Nancy Drew: The Triple Hoax
- Author: Carolyn Keene
- Cover artist: Ruth Sanderson
- Language: English
- Series: 57
- Published: November 21, 1979
- Publisher: Wanderer Books
- Pages: 184
- ISBN: 978-0-448-43688-3
- OCLC: 60345657
- Preceded by: The Thirteenth Pearl
- Followed by: The Flying Saucer Mystery

= The Triple Hoax =

57th book in the Nancy Drew Mystery Series

The Triple Hoax is the 57th book in the Nancy Drew Mystery Stories. It was the first paperback Nancy Drew produced by Simon & Schuster under the Wanderer imprint in 1979, and was ghostwritten by Harriet Stratemeyer. It was later republished again in both Wanderer and Minstrel imprints, each time with a new cover. In 2005, Grosset & Dunlap reprinted it in the yellow hardback "glossy flashlight" format. The original edition contained six internal illustrations by Ruth Sanderson. These illustrations were removed in the two subsequent printings, but kept in the glossy printing.

==Plot summary==

In The Triple Hoax, Nancy, her Aunt Eloise, Bess, and George begin by going to New York to help a friend. There they see a performance by the Hoaxters, a group of magicians. These magicians take handbags and wallets from people in the audience – they do return them, but Nancy feels suspicious.

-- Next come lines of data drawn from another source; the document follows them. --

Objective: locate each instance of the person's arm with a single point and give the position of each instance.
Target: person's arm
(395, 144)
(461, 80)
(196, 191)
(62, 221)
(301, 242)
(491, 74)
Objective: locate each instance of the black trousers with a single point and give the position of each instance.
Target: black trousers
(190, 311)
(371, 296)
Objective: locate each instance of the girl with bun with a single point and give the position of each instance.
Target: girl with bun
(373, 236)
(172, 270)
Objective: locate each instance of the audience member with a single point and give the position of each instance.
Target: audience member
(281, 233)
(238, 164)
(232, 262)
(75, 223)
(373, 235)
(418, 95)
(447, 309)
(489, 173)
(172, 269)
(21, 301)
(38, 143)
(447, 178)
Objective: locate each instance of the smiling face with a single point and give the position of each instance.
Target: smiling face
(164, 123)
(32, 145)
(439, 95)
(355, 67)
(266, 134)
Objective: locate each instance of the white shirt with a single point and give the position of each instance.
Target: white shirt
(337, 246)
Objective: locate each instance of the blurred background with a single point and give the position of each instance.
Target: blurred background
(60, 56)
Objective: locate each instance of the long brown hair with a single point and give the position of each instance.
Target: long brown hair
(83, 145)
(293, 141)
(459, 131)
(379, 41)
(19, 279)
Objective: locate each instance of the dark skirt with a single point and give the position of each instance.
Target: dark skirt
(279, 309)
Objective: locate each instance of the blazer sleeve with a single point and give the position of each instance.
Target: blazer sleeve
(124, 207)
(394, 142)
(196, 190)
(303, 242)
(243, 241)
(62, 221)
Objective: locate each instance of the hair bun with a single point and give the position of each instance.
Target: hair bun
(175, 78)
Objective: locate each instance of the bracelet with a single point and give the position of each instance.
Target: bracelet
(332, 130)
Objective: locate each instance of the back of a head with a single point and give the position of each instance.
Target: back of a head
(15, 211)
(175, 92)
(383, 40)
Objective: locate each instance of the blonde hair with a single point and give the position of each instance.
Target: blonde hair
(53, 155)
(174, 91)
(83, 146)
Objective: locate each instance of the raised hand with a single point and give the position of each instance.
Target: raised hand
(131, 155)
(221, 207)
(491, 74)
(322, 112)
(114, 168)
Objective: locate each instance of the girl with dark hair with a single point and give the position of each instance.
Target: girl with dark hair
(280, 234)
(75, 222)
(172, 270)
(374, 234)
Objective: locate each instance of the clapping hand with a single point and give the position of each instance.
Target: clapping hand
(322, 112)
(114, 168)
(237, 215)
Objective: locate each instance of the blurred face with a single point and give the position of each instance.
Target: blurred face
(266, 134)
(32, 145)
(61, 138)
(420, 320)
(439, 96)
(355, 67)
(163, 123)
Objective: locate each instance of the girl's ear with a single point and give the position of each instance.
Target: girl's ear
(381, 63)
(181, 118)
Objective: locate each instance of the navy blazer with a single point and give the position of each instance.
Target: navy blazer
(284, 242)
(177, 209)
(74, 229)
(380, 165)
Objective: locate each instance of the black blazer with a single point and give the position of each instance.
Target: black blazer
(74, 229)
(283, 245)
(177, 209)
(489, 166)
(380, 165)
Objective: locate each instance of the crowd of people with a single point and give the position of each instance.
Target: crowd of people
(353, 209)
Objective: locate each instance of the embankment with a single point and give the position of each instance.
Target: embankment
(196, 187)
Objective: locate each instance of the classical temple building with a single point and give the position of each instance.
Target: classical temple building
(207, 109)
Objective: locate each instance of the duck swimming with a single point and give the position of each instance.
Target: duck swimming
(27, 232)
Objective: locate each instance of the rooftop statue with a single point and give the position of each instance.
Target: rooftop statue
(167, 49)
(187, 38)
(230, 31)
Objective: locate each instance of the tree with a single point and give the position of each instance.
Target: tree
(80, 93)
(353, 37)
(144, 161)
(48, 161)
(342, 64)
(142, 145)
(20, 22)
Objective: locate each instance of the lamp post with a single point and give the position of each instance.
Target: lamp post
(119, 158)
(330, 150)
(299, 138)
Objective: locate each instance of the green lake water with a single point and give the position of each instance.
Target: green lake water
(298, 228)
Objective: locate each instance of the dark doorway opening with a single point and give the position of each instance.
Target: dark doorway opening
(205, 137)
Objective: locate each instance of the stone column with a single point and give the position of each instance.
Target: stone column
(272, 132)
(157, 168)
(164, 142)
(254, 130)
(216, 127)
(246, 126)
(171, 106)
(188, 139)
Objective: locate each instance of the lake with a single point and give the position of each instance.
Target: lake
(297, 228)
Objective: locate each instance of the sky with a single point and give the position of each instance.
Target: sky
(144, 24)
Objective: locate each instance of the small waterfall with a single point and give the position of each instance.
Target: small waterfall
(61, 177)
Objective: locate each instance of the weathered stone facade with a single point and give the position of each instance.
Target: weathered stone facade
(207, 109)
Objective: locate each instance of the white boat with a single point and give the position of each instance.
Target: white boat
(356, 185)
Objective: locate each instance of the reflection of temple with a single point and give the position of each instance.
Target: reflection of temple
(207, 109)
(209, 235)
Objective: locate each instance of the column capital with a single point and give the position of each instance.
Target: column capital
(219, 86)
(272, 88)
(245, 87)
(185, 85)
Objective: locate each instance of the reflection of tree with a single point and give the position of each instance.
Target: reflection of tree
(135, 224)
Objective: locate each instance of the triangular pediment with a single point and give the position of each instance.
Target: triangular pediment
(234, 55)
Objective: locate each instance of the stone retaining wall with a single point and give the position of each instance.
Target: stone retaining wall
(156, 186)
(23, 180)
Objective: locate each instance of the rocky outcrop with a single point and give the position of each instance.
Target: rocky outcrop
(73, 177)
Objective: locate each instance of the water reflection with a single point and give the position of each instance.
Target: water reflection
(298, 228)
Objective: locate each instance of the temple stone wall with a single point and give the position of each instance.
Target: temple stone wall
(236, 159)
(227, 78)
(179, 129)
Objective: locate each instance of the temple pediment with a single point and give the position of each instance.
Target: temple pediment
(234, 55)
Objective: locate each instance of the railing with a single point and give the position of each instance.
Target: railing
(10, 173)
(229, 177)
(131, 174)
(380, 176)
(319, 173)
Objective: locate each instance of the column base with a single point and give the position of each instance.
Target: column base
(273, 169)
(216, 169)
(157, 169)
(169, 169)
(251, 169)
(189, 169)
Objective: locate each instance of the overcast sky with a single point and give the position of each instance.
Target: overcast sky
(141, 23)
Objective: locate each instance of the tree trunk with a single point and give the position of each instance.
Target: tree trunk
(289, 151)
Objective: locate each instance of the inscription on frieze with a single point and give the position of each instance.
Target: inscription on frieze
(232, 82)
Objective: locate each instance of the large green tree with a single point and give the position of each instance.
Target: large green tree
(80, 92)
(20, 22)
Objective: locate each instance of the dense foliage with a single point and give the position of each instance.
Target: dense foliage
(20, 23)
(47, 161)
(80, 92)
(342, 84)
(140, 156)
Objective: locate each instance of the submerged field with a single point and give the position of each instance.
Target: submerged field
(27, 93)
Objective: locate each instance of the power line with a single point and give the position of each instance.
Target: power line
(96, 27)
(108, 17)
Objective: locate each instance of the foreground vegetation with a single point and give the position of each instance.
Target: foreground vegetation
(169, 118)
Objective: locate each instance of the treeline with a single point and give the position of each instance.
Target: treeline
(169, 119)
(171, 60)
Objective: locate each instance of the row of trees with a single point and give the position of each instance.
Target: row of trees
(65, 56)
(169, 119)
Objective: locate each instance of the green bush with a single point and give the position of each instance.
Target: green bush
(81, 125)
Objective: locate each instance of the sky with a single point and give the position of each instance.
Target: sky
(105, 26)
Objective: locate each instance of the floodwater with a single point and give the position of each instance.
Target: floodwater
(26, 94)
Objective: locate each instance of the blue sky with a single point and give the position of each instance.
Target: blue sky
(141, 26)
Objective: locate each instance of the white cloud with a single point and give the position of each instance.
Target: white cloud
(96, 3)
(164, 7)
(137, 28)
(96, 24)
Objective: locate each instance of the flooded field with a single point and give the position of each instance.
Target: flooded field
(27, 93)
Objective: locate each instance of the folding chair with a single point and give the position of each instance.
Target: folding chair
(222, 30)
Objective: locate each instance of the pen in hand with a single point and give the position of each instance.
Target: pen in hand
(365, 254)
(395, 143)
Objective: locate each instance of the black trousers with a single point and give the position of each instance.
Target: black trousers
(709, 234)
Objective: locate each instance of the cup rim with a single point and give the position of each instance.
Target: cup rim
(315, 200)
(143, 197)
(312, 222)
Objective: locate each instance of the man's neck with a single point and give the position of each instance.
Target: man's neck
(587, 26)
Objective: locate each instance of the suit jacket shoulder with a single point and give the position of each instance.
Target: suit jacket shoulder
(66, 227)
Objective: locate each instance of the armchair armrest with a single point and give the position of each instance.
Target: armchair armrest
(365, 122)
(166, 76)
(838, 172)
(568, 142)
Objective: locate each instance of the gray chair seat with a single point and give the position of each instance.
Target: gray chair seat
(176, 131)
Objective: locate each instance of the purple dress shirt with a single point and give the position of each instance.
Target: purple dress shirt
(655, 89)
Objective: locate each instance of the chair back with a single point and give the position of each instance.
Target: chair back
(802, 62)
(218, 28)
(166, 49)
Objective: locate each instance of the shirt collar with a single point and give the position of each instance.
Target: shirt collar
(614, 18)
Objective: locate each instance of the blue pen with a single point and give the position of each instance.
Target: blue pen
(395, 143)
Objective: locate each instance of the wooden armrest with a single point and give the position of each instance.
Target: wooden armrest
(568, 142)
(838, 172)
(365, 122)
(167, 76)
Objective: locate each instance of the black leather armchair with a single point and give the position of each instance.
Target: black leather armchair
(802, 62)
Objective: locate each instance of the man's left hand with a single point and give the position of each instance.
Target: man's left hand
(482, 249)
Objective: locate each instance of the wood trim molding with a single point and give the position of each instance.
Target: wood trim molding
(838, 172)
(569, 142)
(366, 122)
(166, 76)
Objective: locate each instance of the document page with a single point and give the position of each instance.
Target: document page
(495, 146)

Nancy and her friends follow leads to Mexico City, where Nancy is asked to find a child that has gone missing, and then to Los Angeles, where Nancy and her friends are threatened by the Hoaxters to try to scare them off the case.

==Book covers==
The Triple Hoax features different versions of the cover art including the following three:

The first cover was by Ruth Sanderson in 1979, and features model Lisa (Kauffman) Tharp. The next cover was by Garin Baker in 1986, and the last was by Linda Thomas in 1989. The Sanderson art was used for the first eight Wanderer printings and the Scholastic printing, the Baker art was used for the ninth Wanderer printing, and the Thomas art was used for two Minstrel printings.